The union also didn’t take “no” for an answer when PPE was hard to find, following every lead and using every contact to locate protective masks for PEF members and medical masks for health care professionals. PEF distributed more than 20,000 surgical masks, 7,000 KN95s, thousands of face shields, and 42,000 cloth masks to members across the state.

PEF took protecting members and their families a step further when the virus was at its peak, securing blocks of hotel rooms for PEF nurses around major medical centers, including SUNY Stony Brook, SUNY Downstate and SUNY Upstate.

When the state was poised to delay paychecks to state workers, PEF called attention to the unfairness of that move. President Wayne Spence took to the steps of the Capitol and to the media, reminding the Governor and the people of New York that those workers are the very same workers who are putting their lives on the line for New York state.

PEF sent a strongly worded letter to the commissioner of the Department of Health (DOH) opposing a DOH plan to return suspected or confirmed COVID-19 staff to work during staff shortages. PEF has also been diligently tracking new budget legislation and studying how it affects PEF members, keeping a close eye on all facets of COVID response and what it means for you.

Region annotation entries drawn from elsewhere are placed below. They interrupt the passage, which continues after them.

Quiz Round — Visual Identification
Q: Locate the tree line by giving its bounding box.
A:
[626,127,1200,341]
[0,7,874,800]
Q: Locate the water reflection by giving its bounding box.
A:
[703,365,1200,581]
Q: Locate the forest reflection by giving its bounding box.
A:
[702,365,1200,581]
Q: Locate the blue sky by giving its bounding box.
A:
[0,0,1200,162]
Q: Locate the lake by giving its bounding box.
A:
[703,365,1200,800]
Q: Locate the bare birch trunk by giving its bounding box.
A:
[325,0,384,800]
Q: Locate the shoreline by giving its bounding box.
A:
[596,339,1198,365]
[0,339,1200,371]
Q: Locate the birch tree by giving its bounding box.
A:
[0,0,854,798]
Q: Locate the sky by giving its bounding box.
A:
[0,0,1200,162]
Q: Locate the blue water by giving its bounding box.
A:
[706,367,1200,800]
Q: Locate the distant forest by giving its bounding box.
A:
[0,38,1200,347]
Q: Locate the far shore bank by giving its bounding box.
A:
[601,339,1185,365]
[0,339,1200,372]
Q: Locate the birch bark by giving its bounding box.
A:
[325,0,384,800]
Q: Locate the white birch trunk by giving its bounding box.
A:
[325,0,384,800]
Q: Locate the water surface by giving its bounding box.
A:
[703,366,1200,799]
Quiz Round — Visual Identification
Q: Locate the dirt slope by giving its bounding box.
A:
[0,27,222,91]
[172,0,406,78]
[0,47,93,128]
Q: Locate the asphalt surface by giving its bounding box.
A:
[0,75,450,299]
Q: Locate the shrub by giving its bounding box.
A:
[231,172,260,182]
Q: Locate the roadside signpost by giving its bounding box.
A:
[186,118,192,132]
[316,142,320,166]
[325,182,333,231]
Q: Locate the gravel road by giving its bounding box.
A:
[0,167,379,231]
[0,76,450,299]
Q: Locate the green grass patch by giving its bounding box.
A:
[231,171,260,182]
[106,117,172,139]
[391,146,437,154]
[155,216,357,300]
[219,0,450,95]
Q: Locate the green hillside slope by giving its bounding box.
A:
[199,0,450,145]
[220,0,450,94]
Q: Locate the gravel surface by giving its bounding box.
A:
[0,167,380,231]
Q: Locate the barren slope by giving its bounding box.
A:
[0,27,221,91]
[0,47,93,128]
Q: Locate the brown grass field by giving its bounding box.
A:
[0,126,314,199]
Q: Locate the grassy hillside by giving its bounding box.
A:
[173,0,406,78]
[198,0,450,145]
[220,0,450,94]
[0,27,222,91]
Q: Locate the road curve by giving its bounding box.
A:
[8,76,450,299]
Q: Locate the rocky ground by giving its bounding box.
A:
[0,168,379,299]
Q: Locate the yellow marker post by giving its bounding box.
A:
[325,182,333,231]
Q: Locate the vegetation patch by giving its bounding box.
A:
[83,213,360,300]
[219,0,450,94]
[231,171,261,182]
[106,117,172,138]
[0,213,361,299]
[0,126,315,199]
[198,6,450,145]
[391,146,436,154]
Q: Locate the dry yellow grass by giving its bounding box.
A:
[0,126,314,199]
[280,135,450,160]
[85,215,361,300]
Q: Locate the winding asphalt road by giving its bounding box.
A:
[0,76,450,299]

And, that’s not all. The list of projects goes on, including:

• Hosting tele-town halls where members could get answers to questions they have;
• Filing lawsuits over unfair overtime payments at DOL and other state agencies;
• Working on legislation to ensure the state is prepared for future pandemics/health emergencies;
• Creating a video honoring PEF members’ work during COVID-19;
• Working with Lt. Governor Hochul on reopen NYS plan;
• Calling on the governor to ensure state office buildings have same safety measures as other buildings like air filtration systems necessary for re-opening of malls and gyms;
• Designing a virtual 2020 convention to protect the safety of PEF members;
• Placing op-ed in Albany Times Union newspaper supporting Heroes Act;
• Holding multiple trainings on student debt;
• Texting 28,000 members to contact their legislators in support of the Heroes Act;
• ​Check-in calls with divisional leaders across the state;
• Delivering meals to essential workers in New York City;
• ​Developing and implementing virtual membership meetings; and
• Creating and maintaining a webpage on PEF.org with COVID-19 information, copies of letters sent to agency commissioners, and a comprehensive, regularly updated FAQ document.

“The work isn’t done,” said PEF President Wayne Spence. “As New York reopens, members will face new challenges in workplace environments that are unlike anything we have seen before. PEF will be there every step of the way for its members because we are stronger together.”